View Single Post
  #50  
Old 09-27-2019, 04:45 PM
Benanov Benanov is offline
Sarnak


Join Date: Jun 2019
Posts: 352
Default Technical explanation follows

Quote:
Originally Posted by Nargule [You must be logged in to view images. Log in or Register.]
I then downloaded Visual Studio Code and discovered the file got converted from UTF-8 to UTF-8 with BOM. I have no idea what BOM is, but converting it back to standard UTF-8 encoding fixed the issue and now I have my strings back, including the crafting success string!
BOM is the UTF "byte order mark" - this is used in other UTF versions (UTF-16, UTF-32) to tell programs reading this file which way the bytes go, as most files are read a byte at a time, but you need more than one byte to determine a character. Basically - is it BA or AB? ABCD or DCBA? That's what a BOM is for.

However, in UTF-8, this is pretty much pointless - because in UTF-8, the general size of a character is one byte, so there's no order required.

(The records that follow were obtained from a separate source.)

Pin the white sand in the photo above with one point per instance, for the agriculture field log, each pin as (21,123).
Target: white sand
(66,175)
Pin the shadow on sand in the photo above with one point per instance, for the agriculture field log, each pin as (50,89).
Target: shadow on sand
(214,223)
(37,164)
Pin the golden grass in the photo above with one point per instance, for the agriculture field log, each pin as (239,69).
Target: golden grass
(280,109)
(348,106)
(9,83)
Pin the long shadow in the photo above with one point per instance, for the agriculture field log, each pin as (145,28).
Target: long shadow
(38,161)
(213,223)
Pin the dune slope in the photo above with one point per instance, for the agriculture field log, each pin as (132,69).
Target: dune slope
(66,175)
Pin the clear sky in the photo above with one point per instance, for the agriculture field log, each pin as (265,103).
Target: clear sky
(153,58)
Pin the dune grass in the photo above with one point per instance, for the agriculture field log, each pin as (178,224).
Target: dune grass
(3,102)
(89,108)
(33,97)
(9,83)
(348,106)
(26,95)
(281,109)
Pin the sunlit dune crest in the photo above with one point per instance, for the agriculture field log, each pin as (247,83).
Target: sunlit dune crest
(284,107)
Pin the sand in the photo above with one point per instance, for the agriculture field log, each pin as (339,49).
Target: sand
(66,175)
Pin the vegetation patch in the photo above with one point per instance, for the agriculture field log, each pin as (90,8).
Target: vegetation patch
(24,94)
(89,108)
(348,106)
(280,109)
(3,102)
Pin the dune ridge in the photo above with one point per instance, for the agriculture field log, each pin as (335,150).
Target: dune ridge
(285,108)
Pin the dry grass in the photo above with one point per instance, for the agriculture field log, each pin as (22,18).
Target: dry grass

It basically is only useful to say "HEY, THIS FILE IS UTF-8!" and is generally regarded as superfluous.

Older software, like EQ, will choke and die on the BOM. UTF text wasn't big in Windows at this time - most of the time you'd have files in one or more code-pages - Windows-1252 being the dominant one for English text in the US. (For giggles: ASCII, UTF-8 and Windows-1252 are generally seen as compatible, but certain characters will be all sorts of broken if you don't properly translate from one to the other. "Smart quotes" are the most common points of breakage.)

I'm not surprised EQ never accounted for people mucking with the interface text files. They're controlled by the server and would have been updated / checksummed by the patcher, so it doesn't surprise me that no engineering effort was expended in making sure EQ could handle a text file in a different format than what was expected.

If I had $10 for every time I had a BOM cause a bomb at my old job (I did a lot of syndication of news articles), I'd have eaten lunch for free most days.